Kenneth More says Korda offered him a lead role in the film but he turned it down to appear in The Deep Blue Sea (1955) instead. At one point it was going to be called None But the Brave. Ann Miller was reportedly offered a role. It was an early film role for Ronald Lewis who was signed to a contract by Korda after impressing on stage in Mourning Becomes Electra.

The film used locally posted British soldiers for some of the battle scenes.

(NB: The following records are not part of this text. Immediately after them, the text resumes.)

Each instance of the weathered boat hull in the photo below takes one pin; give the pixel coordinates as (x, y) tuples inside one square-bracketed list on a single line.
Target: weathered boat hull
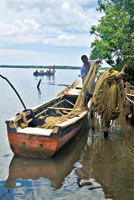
[(43, 74), (38, 142)]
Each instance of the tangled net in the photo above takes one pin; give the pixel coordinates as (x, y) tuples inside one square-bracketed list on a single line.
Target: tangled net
[(79, 106), (108, 97)]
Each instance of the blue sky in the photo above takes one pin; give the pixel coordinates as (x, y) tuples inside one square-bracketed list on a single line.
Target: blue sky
[(46, 32)]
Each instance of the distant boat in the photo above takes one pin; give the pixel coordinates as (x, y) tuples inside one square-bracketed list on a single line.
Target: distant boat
[(46, 73)]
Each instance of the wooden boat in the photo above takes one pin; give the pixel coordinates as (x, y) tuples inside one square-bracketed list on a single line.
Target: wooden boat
[(55, 169), (34, 141), (47, 73)]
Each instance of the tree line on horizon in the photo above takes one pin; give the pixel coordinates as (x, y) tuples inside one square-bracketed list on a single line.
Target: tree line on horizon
[(114, 35)]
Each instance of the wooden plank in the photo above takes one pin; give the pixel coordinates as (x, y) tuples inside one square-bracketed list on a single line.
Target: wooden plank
[(57, 108)]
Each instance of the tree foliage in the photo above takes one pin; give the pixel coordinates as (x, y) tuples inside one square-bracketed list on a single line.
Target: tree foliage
[(114, 35)]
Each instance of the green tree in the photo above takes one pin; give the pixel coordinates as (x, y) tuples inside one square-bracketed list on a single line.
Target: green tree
[(114, 35)]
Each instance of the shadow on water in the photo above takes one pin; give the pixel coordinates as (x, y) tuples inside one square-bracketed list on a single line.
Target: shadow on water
[(55, 169), (105, 167), (109, 162)]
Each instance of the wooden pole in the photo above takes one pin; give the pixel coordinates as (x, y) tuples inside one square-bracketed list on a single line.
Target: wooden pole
[(14, 90), (38, 85)]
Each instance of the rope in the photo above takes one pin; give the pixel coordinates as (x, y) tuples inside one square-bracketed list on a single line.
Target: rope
[(108, 96)]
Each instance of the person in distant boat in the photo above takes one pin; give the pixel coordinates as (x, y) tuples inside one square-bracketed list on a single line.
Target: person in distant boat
[(41, 71), (49, 69), (84, 71), (53, 67)]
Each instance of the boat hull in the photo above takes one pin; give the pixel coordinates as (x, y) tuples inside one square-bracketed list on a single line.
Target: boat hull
[(39, 146), (43, 74)]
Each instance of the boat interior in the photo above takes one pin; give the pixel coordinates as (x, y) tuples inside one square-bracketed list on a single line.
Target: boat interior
[(55, 107)]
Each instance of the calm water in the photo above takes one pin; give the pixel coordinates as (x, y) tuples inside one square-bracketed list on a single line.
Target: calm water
[(89, 167)]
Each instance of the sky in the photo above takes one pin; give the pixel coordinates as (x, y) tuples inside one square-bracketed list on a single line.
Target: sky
[(46, 32)]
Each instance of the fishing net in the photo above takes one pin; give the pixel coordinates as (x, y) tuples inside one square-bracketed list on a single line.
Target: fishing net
[(79, 106), (108, 98)]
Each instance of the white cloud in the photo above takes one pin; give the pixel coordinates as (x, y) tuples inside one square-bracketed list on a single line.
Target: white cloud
[(50, 23), (28, 21)]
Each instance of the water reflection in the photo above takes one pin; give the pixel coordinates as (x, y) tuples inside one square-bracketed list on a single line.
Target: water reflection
[(55, 169), (109, 163)]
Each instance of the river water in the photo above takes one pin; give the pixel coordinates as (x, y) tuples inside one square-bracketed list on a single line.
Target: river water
[(89, 167)]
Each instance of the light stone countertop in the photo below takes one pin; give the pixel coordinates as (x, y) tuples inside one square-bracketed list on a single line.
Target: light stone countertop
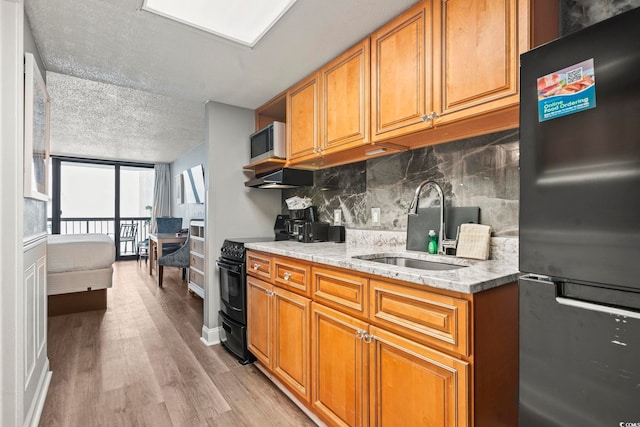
[(477, 277)]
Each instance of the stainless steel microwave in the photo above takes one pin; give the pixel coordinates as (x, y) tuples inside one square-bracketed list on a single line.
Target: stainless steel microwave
[(268, 142)]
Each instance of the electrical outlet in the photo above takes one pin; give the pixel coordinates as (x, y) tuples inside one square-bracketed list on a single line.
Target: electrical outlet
[(375, 216), (337, 217)]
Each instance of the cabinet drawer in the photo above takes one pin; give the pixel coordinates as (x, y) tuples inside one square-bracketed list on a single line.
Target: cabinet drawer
[(196, 245), (196, 278), (341, 290), (259, 265), (421, 315), (292, 275), (196, 261)]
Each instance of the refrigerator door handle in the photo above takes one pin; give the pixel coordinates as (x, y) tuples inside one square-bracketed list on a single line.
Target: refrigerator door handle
[(597, 307)]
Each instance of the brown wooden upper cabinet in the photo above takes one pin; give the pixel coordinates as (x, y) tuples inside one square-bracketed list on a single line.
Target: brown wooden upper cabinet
[(329, 111), (302, 118), (345, 87), (441, 62), (442, 70), (401, 73), (478, 56)]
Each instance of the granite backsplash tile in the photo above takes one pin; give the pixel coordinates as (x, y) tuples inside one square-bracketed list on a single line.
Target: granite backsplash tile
[(480, 171), (578, 14)]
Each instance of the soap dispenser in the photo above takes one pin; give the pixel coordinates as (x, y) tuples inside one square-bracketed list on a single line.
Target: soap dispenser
[(432, 245)]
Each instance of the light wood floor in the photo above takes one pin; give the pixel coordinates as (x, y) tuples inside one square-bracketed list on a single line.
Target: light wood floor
[(141, 363)]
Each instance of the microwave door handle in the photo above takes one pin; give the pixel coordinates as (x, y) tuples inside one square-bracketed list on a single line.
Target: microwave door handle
[(227, 266), (597, 307)]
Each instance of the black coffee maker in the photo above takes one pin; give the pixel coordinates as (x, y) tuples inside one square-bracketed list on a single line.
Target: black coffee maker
[(303, 226)]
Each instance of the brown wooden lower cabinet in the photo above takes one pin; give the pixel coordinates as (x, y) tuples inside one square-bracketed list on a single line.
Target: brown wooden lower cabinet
[(279, 325), (363, 375), (422, 357), (339, 367), (413, 385), (259, 325)]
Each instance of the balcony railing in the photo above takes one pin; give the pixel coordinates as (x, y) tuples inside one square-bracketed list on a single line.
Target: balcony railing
[(105, 225)]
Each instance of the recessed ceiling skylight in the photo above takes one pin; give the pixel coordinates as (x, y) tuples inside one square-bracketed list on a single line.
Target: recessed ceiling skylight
[(242, 21)]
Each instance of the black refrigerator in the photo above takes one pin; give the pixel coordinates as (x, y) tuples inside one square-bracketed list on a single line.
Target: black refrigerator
[(580, 228)]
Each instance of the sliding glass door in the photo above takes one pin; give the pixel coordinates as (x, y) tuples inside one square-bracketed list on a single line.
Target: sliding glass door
[(113, 198)]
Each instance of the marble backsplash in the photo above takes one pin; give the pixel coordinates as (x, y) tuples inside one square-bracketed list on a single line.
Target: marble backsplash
[(577, 14), (480, 171), (501, 248)]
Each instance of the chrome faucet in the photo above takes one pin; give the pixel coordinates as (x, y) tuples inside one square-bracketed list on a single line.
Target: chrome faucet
[(443, 242)]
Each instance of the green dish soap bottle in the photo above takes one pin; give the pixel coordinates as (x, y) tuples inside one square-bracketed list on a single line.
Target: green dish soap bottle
[(432, 246)]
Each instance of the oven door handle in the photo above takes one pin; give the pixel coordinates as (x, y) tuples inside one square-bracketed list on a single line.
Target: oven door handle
[(227, 266)]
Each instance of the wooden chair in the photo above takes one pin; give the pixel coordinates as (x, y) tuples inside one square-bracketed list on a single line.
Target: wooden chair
[(179, 258), (167, 224), (128, 233)]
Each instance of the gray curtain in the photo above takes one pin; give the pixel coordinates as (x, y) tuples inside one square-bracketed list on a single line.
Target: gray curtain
[(161, 193)]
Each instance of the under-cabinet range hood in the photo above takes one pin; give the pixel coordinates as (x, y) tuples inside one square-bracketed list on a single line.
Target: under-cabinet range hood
[(283, 178)]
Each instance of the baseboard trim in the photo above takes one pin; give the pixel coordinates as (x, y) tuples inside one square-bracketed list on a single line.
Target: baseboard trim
[(42, 396), (210, 336), (290, 395)]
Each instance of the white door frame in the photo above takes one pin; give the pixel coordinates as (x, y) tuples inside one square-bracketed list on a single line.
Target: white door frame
[(11, 211)]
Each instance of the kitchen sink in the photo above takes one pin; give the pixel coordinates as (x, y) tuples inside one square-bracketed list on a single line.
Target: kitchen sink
[(411, 262)]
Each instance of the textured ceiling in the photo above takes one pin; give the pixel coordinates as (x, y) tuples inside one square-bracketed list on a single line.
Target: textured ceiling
[(115, 42), (97, 120)]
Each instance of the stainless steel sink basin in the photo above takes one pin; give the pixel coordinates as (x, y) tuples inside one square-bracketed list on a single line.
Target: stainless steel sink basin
[(412, 263)]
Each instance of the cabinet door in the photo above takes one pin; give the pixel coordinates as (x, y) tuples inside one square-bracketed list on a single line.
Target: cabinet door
[(412, 385), (291, 343), (401, 76), (292, 276), (302, 118), (259, 321), (339, 367), (479, 46), (345, 92), (259, 265)]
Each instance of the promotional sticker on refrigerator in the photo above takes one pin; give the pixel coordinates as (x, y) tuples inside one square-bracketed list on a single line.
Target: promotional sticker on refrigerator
[(567, 91)]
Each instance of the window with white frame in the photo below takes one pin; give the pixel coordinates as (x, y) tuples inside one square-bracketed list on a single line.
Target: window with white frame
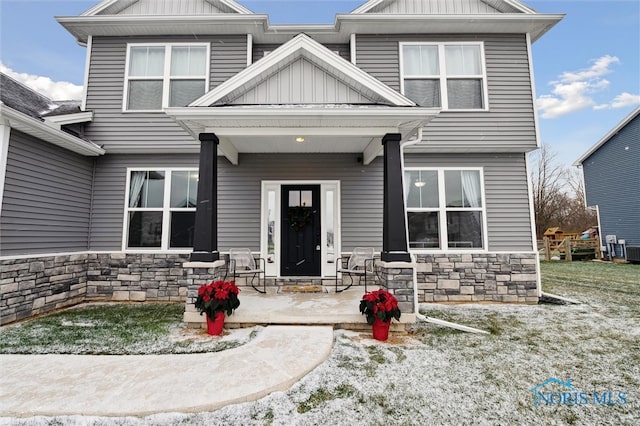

Zoltan Korda reportedly complained the process of blowing up the old footage to CinemaScope "stretched the camels out until they looked like greyhounds."

==Reception==
Variety said it "places full emphasis on action".

FilmInk said Anthony Steel "isn't terribly convincing as a coward, but he has heroic dash suitable for the part – he completely suits the universe of the movie (as opposed to co-star Laurence Harvey who always seems to be 'acting')."